The Ramones marcó varios puntos de quiebre: la fórmula parecía básica: aprender lo mínimo necesario de un instrumento para escribir un puñado de canciones y ejecutarlas con velocidad y furia,
con una carga musical que tuvo a Iggy Pop y sus Stooges como un temprano interés común.
Los Ramones ya llevaban dos años juntos. Habían realizado su primera -y algo catastrófica- actuación el 30 de marzo de 1974 en los Performance Studios de Nueva York como trío -con Johnny Ramone de guitarrista, Joey como batería y Dee Dee de bajista y cantante, mientras Tommy ejercía de productor y mánager-. El 16 de agosto de 1974 actuaron por primera vez, ya como cuarteto, en el mítico CGBG, lo que supuso el comienzo oficial de su carrera. En febrero de 1975 grabaron su primera demo, con 15 canciones que luego estarían en sus dos primeros discos -Ramones y Leave Home (1977).
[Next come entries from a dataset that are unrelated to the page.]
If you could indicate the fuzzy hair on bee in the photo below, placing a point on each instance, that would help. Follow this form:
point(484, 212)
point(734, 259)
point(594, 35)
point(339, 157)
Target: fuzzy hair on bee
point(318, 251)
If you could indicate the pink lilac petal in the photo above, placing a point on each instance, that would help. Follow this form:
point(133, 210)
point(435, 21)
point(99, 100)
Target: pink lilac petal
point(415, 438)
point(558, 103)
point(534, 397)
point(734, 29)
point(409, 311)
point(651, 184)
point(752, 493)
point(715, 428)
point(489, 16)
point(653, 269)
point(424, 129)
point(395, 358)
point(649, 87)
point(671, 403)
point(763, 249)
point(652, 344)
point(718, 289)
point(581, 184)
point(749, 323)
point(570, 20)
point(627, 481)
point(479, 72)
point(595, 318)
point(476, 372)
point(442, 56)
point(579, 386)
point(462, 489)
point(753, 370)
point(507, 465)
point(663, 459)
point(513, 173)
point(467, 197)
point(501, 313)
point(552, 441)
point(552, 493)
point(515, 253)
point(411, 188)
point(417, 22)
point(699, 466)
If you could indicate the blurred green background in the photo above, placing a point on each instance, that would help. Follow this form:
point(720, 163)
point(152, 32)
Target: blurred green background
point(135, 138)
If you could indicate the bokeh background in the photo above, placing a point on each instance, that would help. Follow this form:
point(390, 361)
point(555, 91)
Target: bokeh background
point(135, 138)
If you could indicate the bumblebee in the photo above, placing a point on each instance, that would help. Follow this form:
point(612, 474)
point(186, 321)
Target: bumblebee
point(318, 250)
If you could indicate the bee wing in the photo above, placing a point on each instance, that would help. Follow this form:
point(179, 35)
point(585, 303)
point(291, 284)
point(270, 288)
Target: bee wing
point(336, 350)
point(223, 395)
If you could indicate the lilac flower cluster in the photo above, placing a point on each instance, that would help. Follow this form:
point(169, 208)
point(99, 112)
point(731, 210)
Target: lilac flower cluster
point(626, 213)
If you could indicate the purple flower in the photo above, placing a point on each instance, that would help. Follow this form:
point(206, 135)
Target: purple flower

Los temas de las canciones trataron sus obsesiones adolescentes, desde canciones de desamor hasta cine de terror clase B. El 2 de febrero empezaron a grabar el álbum y dos semanas después habían acabado, aunque a los Ramones se les hicieron largas acostumbrados a tocar solo en directo. Costó 6.400 dólares, tenía 14 canciones, sin solos de guitarra y duraba poco más de 28 minutos -bastante más que sus primeros conciertos de apenas un cuarto de hora-.